Between 2010 and 2020, the surname Helzerman went from 110 recorded bearers to 109. That is a decrease of 1 (-0.9%). In the national ranking it fell from #149,395 to #150,205.
Among Census respondents with the surname Helzerman, the largest self-reported group is White at 95.4%. The next largest groups are Hispanic (1.8%) and Asian/Pacific Islander (1.8%). These figures come from the 2020 Census Bureau surname tables, based on how respondents described their own race and ethnicity.
White is the largest self-reported group for the surname Helzerman in the 2020 Census, accounting for 95.4% (104 people in the source table).
Helzerman appears across multiple self-reported groups in the Census data. The largest shares in the 2020 file are White (95.4%), Hispanic (1.8%), Asian/Pacific Islander (1.8%). For 2020, the source file also published raw headcounts for each group, which is why this page can show both percentages and counts in the ancestry section.
Yes. This page is using the latest surname file currently loaded on Name Census, which is 2020. The historical section above also keeps any older Census surname entries we have for Helzerman (2010, 2020).

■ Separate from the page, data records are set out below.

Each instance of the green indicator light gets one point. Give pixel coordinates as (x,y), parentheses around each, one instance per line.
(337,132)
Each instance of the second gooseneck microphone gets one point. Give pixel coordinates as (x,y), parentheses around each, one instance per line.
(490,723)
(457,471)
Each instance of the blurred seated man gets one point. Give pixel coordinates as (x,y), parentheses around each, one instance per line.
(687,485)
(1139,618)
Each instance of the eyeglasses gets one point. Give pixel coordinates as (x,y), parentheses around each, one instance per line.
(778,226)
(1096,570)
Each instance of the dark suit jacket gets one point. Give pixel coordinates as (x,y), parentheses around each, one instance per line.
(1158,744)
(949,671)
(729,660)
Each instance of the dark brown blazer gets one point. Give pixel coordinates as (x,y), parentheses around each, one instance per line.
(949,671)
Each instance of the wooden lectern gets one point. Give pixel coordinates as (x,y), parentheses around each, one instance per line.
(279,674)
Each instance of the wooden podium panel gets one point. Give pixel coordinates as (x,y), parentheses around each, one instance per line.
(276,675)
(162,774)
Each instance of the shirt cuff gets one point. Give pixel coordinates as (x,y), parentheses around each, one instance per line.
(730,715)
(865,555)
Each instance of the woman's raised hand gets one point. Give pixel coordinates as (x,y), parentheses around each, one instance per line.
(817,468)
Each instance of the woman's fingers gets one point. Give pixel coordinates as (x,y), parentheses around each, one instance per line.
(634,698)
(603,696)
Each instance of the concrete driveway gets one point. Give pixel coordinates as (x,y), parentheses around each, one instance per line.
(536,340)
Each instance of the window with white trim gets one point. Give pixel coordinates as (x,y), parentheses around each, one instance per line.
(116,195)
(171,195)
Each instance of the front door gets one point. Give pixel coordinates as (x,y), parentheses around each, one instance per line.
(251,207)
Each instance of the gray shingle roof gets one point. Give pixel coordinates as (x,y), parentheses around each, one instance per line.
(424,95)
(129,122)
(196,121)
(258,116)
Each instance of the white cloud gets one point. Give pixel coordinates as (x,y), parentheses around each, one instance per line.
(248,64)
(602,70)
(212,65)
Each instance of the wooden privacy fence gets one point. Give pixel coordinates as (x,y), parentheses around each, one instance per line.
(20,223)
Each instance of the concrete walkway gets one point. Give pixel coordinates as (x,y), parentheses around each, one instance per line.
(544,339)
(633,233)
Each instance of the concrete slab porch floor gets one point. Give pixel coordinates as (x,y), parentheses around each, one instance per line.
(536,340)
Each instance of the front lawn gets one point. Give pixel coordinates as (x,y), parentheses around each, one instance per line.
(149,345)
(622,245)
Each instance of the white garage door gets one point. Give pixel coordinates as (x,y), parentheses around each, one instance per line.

No. The Census Bureau only publishes surnames that appeared at least 100 times in a given decennial Census. That means very rare surnames are excluded entirely, and a surname can appear in one Census release but disappear from a later one if it falls below the reporting threshold.
There are two main reasons: rounding and suppression. The Census Bureau rounds published values, and it may suppress very small cells to protect privacy. For 2020, the Bureau also published raw group counts rather than direct percentages, so Name Census converts those counts back into shares for comparability across census years.
A habitational surname referring to someone from a place called Helzermanshausen. The fuller origin note on this page goes into more detail.
All surname statistics on Name Census are drawn from the US Census Bureau's decennial surname frequency tables. These files list every surname that appeared 100 or more times in the 2020 Census, along with a count, a per-100,000 rate, and a self-reported demographic breakdown. You can read the full explanation on our methodology page.
For surnames, Name Census does not age cohorts the way it does for first names. Instead, it takes the Census Bureau's published frequency for Helzerman (0.04 per 100,000) and applies that rate to the current U.S. resident population to estimate how many living Americans have the surname today.
HowManyOfMe.org, our sister site, answers that with the living-bearer count in one glance.